Thursday, December 2, 2010
Behaviour interpretation exercise
This morning I spied the Red Squirrel above running down a pine tree in the wooded area, so I moved closer in the hopes of getting in a shot or two. I stood and watched that squirrel for at least 10 minutes run up one tree and down another, under piles of brush and out the other side, through thickets of multiflora rose bushes, never more than 15 feet away from me, until he/she finally picked up a pine cone and sat and gnawed away on it. I figured there had to be a reason for the behaviour he was exhibiting, but the reason escaped me until he ran off and I took a closer look at the top of the brush pile where he had been eating. On it was a big patch of discarded cone scales, whole cones and cone 'cobs'. After a bit of searching on the internet, I found I had discovered a squirrel 'midden', or "central storage depot" as one article described it.
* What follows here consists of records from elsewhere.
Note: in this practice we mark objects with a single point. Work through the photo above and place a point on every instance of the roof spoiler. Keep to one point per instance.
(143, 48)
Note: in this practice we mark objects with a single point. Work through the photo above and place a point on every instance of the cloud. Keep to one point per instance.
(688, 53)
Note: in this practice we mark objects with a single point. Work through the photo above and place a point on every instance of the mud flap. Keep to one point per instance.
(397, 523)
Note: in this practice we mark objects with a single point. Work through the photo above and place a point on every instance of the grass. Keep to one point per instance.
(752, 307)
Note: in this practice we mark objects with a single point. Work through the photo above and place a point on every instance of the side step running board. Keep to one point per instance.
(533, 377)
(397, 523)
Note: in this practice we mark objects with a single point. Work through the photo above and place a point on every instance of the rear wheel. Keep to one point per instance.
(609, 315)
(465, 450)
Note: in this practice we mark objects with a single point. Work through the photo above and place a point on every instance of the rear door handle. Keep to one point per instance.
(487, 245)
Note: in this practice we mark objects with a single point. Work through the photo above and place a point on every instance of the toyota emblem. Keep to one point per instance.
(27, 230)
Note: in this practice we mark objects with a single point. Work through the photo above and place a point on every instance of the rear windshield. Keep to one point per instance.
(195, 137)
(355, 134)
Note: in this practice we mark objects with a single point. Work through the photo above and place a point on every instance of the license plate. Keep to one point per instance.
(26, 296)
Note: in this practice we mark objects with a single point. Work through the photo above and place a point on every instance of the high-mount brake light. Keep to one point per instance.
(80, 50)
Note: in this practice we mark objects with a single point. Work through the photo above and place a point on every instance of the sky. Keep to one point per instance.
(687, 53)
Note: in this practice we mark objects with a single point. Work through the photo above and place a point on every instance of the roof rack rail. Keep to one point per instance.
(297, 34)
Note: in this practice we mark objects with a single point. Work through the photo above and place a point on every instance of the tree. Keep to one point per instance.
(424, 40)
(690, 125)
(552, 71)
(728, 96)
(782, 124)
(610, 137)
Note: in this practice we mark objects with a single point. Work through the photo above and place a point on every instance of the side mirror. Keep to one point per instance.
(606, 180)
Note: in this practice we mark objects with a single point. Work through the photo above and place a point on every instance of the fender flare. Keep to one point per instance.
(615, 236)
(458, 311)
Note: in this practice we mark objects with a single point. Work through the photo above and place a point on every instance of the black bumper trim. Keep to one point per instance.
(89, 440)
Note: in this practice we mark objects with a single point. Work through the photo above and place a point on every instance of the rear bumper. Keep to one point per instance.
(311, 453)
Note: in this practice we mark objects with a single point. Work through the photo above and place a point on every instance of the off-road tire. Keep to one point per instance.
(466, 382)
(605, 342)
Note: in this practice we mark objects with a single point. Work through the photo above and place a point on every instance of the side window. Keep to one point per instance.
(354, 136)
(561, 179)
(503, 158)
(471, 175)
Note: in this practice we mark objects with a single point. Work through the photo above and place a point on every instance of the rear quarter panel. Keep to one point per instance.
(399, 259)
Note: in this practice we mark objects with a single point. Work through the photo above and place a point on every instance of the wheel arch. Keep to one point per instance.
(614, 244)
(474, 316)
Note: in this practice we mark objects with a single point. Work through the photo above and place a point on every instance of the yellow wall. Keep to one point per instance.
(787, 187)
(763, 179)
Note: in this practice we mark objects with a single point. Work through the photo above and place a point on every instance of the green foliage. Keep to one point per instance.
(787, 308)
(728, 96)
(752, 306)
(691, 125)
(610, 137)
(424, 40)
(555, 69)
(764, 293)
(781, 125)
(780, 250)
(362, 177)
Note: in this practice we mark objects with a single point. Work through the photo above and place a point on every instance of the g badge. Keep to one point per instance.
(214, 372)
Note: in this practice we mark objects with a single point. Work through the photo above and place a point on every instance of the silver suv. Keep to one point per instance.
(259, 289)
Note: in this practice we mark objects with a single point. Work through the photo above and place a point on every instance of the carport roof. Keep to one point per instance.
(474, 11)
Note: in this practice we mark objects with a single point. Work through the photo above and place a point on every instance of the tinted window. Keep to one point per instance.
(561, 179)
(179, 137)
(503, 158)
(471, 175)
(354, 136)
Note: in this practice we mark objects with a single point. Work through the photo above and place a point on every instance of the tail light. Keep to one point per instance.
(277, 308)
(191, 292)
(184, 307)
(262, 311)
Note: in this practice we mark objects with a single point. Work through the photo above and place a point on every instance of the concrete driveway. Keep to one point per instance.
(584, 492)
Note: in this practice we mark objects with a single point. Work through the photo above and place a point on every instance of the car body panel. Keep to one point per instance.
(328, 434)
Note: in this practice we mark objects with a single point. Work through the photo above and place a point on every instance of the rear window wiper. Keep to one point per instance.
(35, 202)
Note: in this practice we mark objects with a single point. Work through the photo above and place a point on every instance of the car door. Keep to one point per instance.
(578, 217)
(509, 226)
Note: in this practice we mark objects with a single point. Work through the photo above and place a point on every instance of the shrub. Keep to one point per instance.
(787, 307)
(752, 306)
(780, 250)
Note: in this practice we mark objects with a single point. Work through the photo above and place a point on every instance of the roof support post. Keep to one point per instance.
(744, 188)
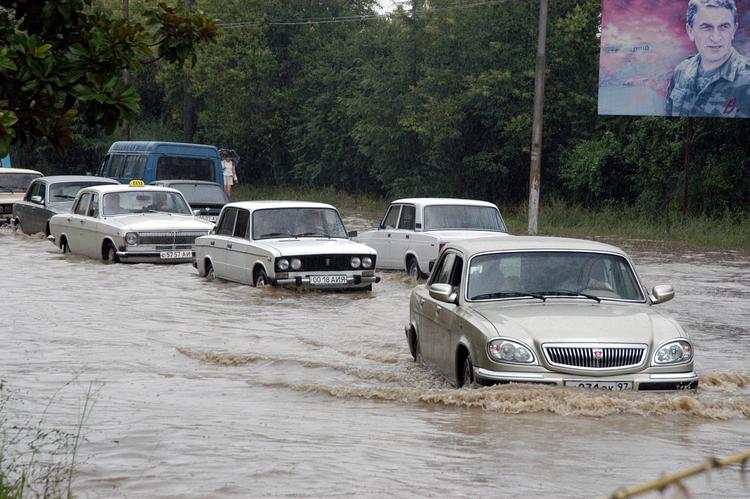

Every squirrel has one, and they are vigorously defended. Some of them can be enormous. I had been standing close to the midden - I was encroaching on his territory but a little too big to chase off, so perhaps he was trying to divert me. This could have been a juvenile squirrel, and according to Wikipedia: "Juvenile American Red Squirrels must acquire a territory and midden prior to their first winter. Juveniles without a midden don't survive their first winter."